Questa mattina i miei studenti di II classe alla prima ora hanno svolto con me una lezione di Cittadinanza e Costituzione, durante la quale ho spiegato loro perché – essendo in sciopero – non gli avrei distribuito i test Invalsi di matematica e per quale motivo considero il ddl scuola di Renzi inemendabile e sono disposta a continuare la mia battaglia affinché la “riforma” non passi. I miei studenti sono perfettamente al corrente di cosa sia il ddl scuola: lo abbiamo analizzato approfonditamente, ne abbiamo discusso ai tempi della circolare di De Angelis che chiedeva alle scuole di analizzare il documento in pdf “La Buona Scuola”, ne abbiamo comparato i contenuti con quelli della Lipscuola; ai tempi – cioè – del falso ascolto, coadiuvato dal sondaggio online pilotato.
Oggi abbiamo avuto l’occasione di soffermarci sul tema della libertà di insegnamento, normata dal I comma dell’art. 33 della Costituzione: si tratta innanzitutto di una libertà positiva, cioè di partecipazione al governo della scuola senza alcuna forma di condizionamento. Che si esplica in due forme: libertà nella partecipazione negli organi collegiali e libertà professionale, nell’ambito delle quali si configura una sfera di autonomia tecnico professionale che rientra nella competenza specifica del singolo docente. Vale a dire: fatti salvi i principi dell’ordinamento statale e giuridico e delle decisioni degli organi collegiali, rimane al docente – come a qualsiasi professionista – una sfera di autonomia e valutazione tecnica di cui è ovviamente responsabile, e che spetta e deve spettare esclusivamente a lui. La decisione collettiva (in seno agli organi collegiali) è poi la sintesi dell’espressione della libertà individuale di tutti. L’esercizio della funzione docente, fino a quando rimane tale e non diventerà totalmente “prestazione di lavoro subordinato” ed esecutivo-burocratica, rientra nell’autonomia professionale del docente e come tale è garantita dalla Costituzione.
Una intensa lezione di Cittadinanza e Costituzione al posto della somministrazione dei quiz Invalsi, al costo di 17 euro (tanto mi sarà trattenuto dalla busta paga per un’ora di sciopero). I ragazzi non hanno avuto alcuna difficoltà di capire. Hanno persino compreso che si tratta di una minaccia anche per loro, perché tale principio garantisce il loro diritto all’apprendimento, al pensiero divergente, la sapere critico-analitico, alla laicità. Temo – leggendo il testo del ddl che la Commissione Cultura ha licenziato – che il governo sia, invece, ottuso, autoreferenziale, cieco.
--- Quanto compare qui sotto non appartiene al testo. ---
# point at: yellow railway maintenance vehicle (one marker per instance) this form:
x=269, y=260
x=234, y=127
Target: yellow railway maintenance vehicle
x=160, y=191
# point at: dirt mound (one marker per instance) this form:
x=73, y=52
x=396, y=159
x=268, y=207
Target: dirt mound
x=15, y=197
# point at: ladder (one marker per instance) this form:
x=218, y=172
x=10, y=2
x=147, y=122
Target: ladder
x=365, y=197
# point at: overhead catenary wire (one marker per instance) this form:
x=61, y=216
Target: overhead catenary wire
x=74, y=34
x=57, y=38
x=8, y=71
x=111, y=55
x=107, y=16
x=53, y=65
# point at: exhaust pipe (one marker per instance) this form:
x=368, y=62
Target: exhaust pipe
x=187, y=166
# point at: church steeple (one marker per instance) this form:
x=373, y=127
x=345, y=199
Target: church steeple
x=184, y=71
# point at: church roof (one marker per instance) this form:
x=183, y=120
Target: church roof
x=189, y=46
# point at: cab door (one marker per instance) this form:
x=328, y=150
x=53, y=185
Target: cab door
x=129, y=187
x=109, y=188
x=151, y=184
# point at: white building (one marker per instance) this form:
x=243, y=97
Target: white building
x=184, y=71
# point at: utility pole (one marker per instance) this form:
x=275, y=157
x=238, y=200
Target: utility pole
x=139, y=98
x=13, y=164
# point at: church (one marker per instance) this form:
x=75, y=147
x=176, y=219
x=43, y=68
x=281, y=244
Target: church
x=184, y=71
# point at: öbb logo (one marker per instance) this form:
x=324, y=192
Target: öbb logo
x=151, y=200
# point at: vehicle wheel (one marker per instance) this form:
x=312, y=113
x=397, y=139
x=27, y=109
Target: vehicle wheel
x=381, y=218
Tra le proposte indecenti del disegno di legge, in alcuni casi persino peggiorative dopo il passaggio a tempi di record in Commissione, con la ghigliottina sugli emendamenti, c’è proprio la repressione e la rimozione del principio della libertà di insegnamento. Urlano a gran voce che non è così. Ma leggete il testo. O chiedetelo al dirigente uomo unico al comando.
Dopo il 24 aprile e la prova straordinaria del 5 maggio, il più grande sciopero della storia della scuola italiana, aspettiamo i dati per capire se anche il 12 maggio sarà una giornata da ricordare. Ci sono segni incoraggianti perché lo sia. E non perché la scuola – come ha detto offensivamente Boschi – è in mano ai sindacati. Ma perché la scuola ha cari i principi che la governano e che l’hanno resa uno dei rari presidi di democrazia in questo paese dalle facili infatuazioni e dalla scarsa memoria.